Visits by pilgrims and guests to the chapel of Blessed Maria Gabriella on the abbey property are frequent and a popular destination for the faithful, seeking to pray for various needs at the tomb of the patroness of ecumenism or Church Unity, the humble nun, “Blessed Maria Gabriella of Unity,” as she is called, of the Order of Cistercians of the Strict Observance, the official title of the Trappist and Trappistine monks and nuns worldwide.

Over the past thirty-five years I have made several visits to the Monastery of Our Lady of Saint Joseph at Vitorchiano. I am always inspired there and rejoice in the community’s continued growth and vitality. Along with the contemplative Benedictine nuns of Rosano near Florence and those at Isola San Giulio near Novara, the Vitorchiano nuns are among the few “pockets” of monastic growth and expansion in Italy, for which we can give thanks to God.

Interestingly, and like Blessed Maria Gabriella, over the years and up to the present, many of the vocations that have come to Vitorchiano have been women who were part of Catholic Action, still an active movement in Italy, before entering the monastery.

Vitorchiano is an international community, comprised of women from various parts of the world, including America.
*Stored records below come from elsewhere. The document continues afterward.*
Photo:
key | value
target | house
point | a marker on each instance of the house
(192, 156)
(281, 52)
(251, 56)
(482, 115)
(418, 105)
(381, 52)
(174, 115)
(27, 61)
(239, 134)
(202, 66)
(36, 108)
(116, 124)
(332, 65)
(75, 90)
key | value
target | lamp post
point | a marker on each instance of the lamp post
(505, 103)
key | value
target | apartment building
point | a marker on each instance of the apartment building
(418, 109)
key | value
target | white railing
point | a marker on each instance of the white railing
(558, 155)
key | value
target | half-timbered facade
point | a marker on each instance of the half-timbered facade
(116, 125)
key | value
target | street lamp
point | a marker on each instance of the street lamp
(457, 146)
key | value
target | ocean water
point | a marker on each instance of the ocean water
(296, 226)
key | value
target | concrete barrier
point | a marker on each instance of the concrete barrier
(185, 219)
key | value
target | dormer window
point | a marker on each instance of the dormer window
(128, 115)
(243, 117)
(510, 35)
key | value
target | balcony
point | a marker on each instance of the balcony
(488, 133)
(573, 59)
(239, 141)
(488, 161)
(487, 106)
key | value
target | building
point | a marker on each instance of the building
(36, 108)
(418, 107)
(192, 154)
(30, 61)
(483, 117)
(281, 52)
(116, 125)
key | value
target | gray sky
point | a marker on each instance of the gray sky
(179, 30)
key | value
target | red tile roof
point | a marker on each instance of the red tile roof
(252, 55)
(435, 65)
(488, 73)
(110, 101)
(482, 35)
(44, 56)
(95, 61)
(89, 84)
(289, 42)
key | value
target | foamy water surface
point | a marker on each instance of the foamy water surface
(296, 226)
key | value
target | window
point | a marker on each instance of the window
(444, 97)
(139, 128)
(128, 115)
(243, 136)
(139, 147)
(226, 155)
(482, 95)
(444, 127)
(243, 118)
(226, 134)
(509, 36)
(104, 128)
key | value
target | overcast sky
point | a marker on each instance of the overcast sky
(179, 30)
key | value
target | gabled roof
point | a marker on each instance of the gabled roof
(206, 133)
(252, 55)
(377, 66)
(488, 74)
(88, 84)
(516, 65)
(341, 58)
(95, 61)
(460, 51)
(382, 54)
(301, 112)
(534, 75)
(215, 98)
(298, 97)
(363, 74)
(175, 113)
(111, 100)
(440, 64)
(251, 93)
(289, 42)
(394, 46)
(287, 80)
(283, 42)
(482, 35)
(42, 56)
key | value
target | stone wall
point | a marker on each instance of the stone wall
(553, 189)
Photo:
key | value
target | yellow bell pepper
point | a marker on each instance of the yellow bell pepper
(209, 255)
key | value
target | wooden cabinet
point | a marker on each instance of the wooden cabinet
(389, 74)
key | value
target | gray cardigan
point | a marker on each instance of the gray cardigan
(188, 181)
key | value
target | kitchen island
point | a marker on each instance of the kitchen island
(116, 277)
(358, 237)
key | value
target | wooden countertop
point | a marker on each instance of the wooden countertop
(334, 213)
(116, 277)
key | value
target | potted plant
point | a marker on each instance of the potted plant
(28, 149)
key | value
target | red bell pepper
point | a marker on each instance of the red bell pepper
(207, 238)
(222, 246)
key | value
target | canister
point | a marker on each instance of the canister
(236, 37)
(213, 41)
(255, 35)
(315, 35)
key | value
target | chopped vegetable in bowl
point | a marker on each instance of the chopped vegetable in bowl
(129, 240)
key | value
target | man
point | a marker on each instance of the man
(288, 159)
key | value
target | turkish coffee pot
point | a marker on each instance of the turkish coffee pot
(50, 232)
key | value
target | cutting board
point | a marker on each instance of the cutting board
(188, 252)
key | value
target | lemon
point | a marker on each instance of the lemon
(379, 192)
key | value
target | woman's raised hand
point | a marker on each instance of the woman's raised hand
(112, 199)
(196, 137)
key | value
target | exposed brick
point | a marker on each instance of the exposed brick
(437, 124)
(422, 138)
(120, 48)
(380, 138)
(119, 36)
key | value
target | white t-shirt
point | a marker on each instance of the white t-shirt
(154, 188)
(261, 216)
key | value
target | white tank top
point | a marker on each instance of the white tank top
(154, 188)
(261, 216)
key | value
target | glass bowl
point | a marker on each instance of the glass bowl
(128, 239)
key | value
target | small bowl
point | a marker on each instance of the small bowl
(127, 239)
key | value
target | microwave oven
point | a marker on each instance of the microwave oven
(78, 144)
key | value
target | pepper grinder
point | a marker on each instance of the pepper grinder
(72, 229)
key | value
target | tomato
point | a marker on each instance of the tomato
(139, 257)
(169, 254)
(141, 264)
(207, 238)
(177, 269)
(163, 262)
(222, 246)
This phenomenon is generally present in those houses showing hope of perduring in the years ahead. Uniculturalism seems to be a concept fading in religious and monastic life today; or at least those adhering to it too rigorously seem to be vanishing. Catholic means universal and membership not being limited to one culture. Religious and monastic life at its best reflects the definition of catholic as well.

Blessed Maria Gabriella of Unity, pray for us!